Mark Plotkin

Personal information
- Full name: Mark Plotkin
- Date of birth: ~1987 or 1988 (age 30 or 31)
- Place of birth: Naperville, Illinois, United States
- Height: 6 ft 0 in (1.83 m)
- Position: Midfielder

Youth career
- 2003–2006: Naperville North Huskies

College career
- Years: Team / Apps / (Gls)
- 2006–2009: DePaul Blue Demons / 77 / (4)

Managerial career
- 2010–2012: DePaul Blue Demons (director)
- 2012–2013: DePaul Blue Demons (assistant)
- 2014–2017: Colgate Raiders (assistant)
- 2018–: DePaul Blue Demons

= Mark Plotkin (soccer) =

American soccer player and coach

Mark Plotkin is an American soccer coach who coaches the DePaul Blue Demons men's soccer program.
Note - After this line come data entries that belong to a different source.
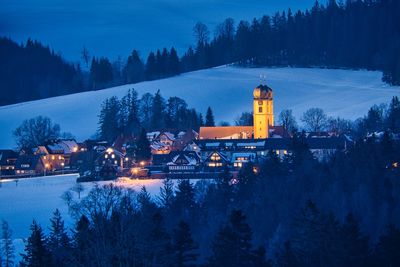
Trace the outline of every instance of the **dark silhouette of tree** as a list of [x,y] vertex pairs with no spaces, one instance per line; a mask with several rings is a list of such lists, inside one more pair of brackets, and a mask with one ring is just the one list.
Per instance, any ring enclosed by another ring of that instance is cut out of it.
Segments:
[[14,266],[15,248],[12,241],[12,231],[6,221],[1,224],[0,263],[4,267]]
[[195,266],[197,261],[197,246],[192,238],[190,227],[181,221],[172,235],[172,249],[174,251],[174,266]]
[[211,107],[208,107],[207,113],[206,113],[206,123],[204,126],[210,127],[210,126],[215,126],[215,121],[214,121],[214,114],[211,110]]
[[151,158],[150,142],[147,139],[146,130],[142,129],[136,141],[136,161],[147,161]]
[[31,225],[31,235],[25,246],[25,252],[22,254],[22,266],[52,266],[46,236],[35,221]]
[[57,139],[60,136],[60,125],[48,117],[38,116],[23,121],[13,135],[20,148],[33,148]]
[[48,237],[48,247],[54,266],[70,266],[72,256],[71,240],[61,218],[58,209],[53,213],[50,219],[50,234]]
[[128,57],[124,68],[125,80],[127,83],[137,83],[145,78],[145,66],[140,59],[139,52],[133,50]]

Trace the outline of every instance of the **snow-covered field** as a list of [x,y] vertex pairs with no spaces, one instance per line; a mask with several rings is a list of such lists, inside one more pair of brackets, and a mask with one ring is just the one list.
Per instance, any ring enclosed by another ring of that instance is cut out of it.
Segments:
[[[23,251],[22,240],[29,236],[29,226],[32,221],[36,220],[47,231],[50,225],[49,219],[57,208],[66,226],[73,227],[73,220],[61,195],[75,185],[76,178],[77,175],[71,174],[0,181],[0,221],[6,220],[9,223],[18,253]],[[118,182],[101,182],[105,183],[129,187],[136,192],[145,186],[153,196],[158,195],[162,186],[162,180],[122,179]],[[85,196],[95,183],[83,183],[83,185],[85,190],[81,197]]]
[[[76,174],[70,174],[0,181],[0,221],[6,220],[9,223],[14,238],[24,238],[29,234],[32,220],[35,219],[47,229],[49,218],[59,209],[67,225],[72,226],[68,207],[61,195],[76,184],[76,178]],[[145,186],[153,196],[158,195],[162,186],[162,180],[121,179],[117,182],[98,182],[106,183],[128,187],[136,192]],[[82,184],[84,191],[81,197],[84,197],[96,183]]]
[[384,84],[382,73],[377,71],[224,66],[0,107],[0,148],[13,147],[13,129],[24,119],[38,115],[50,117],[80,141],[89,138],[97,130],[102,101],[114,95],[122,97],[129,88],[135,88],[140,95],[160,89],[164,97],[179,96],[203,113],[211,106],[217,122],[232,123],[241,112],[252,109],[252,92],[260,83],[260,75],[265,75],[267,84],[274,89],[275,114],[293,109],[297,119],[310,107],[321,107],[332,116],[356,119],[372,105],[387,103],[400,93],[399,87]]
Plotkin was previously an assistant coach for the Colgate Raiders men's soccer program.

== Playing career ==
=== Youth and college ===
Plotkin was a four-year starter for DePaul, where he made 77 appearances, scoring 4 goals. He earned Big East Conference All-Academic teams in his four years as a player.

== Coaching career ==
Plotkin immediately began his coaching career after graduating from DePaul University. In 2010, he was hired as a director of operations for the men's soccer program. He remained as the director of operations through 2012, before being promoted to assistant coach. In 2014, he joined the coaching staff for Colgate University, where he was an assistant for the 2014 through 2016 seasons. Ahead of the 2017 NCAA Division I men's soccer season, Plotkin was promoted to associate head coach, where he helped the Raiders earn their first ever Sweet 16 berth in the 2017 NCAA Division I Men's Soccer Championship.

On December 21, 2017, Plotkin was appointed as the head coach for his alma mater, DePaul.